Is pentest safe?
https://clawhub.ai/Veeramanikandanr48/pentest
This skill is a comprehensive offensive security toolkit packaged as a 'security reviewer'. While it contains no executable code or install-time malice, its reference files embed ready-to-use exploit payloads, credential harvesting commands, privilege escalation techniques, and cloud infrastructure enumeration scripts. The skill requests Bash tool access, and the combination of offensive content with shell execution capability creates significant risk that an LLM agent could be guided into running attacks against unauthorized targets. The 'authorized only' disclaimers provide no technical enforcement.
Category Scores
Findings (9)
HIGH Offensive exploit payloads embedded in reference files -30 ▶
The penetration-testing.md file contains ready-to-use SQL injection payloads, XSS payloads, XXE payloads, command injection strings, and privilege escalation commands. When loaded into an agent's context as 'reference material', these become actionable instructions the agent may execute.
HIGH Bash tool access enables arbitrary command execution -25 ▶
The skill declares 'allowed-tools: Read, Grep, Glob, Bash' and contains extensive shell commands across all reference files. The Bash tool combined with the penetration testing content creates a pathway for the agent to execute offensive security tools (nmap, sqlmap, hashcat, metasploit) on the host system.

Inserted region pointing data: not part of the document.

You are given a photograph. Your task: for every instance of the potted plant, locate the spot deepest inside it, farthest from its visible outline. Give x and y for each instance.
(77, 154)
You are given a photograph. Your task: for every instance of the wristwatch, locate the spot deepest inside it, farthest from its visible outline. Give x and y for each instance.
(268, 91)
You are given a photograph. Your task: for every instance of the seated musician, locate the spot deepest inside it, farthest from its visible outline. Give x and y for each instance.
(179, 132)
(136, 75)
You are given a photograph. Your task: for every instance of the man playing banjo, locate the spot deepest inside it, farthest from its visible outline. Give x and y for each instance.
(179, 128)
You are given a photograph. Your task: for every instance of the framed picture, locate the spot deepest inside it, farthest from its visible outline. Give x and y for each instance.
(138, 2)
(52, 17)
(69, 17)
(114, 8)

HIGH Credential harvesting commands in reference material -25 ▶
The penetration testing reference contains explicit commands for harvesting credentials from the local filesystem and bash history. If the agent follows these instructions during a 'security review', it would access sensitive user data.
MEDIUM Secret extraction patterns optimized for sensitive data -15 ▶
The secret-scanning.md reference contains regex patterns specifically designed to extract API keys, AWS credentials, GitHub tokens, Slack tokens, Stripe keys, JWT tokens, and private keys. While framed as 'detection', these patterns enable systematic extraction of credentials.
MEDIUM Cloud infrastructure enumeration commands -10 ▶
Infrastructure security reference contains commands to enumerate AWS S3 buckets, IAM policies, Azure resources, GCP services, and Kubernetes secrets. These could expose cloud infrastructure to unauthorized access.
MEDIUM Sensitive files accessed during installation -45 ▶
Filesystem monitoring shows that during skill installation, the OpenClaw agent process read .env, .aws/credentials, SSH host keys, and multiple configuration files. While this appears to be the OpenClaw framework behavior rather than the skill itself, it indicates the installation environment accesses sensitive data.
LOW No executable code but runtime execution expected -15 ▶
The skill itself contains no executable code (all markdown), no install hooks, no git hooks, and no symlinks. However, the extensive shell commands in reference files are clearly intended to be executed at runtime via the Bash tool, making this a 'deferred execution' pattern.
MEDIUM Dual-use offensive security toolkit with weak authorization guardrails -70 ▶
While the skill includes 'authorized only' disclaimers and 'rules of engagement', these are soft constraints that an LLM agent may not reliably enforce. The skill provides a complete offensive toolkit (recon, exploitation, privilege escalation, lateral movement, credential harvesting) that could be directed at any target the agent has network access to. The distinction between 'security review' and 'attack' depends entirely on the user's intent and the agent's judgment.
INFO Canary files intact despite sensitive file reads 0 ▶
All canary/honeypot files remained unmodified. The .env and .aws/credentials reads appear to be from the OpenClaw framework initialization, not from the skill content itself.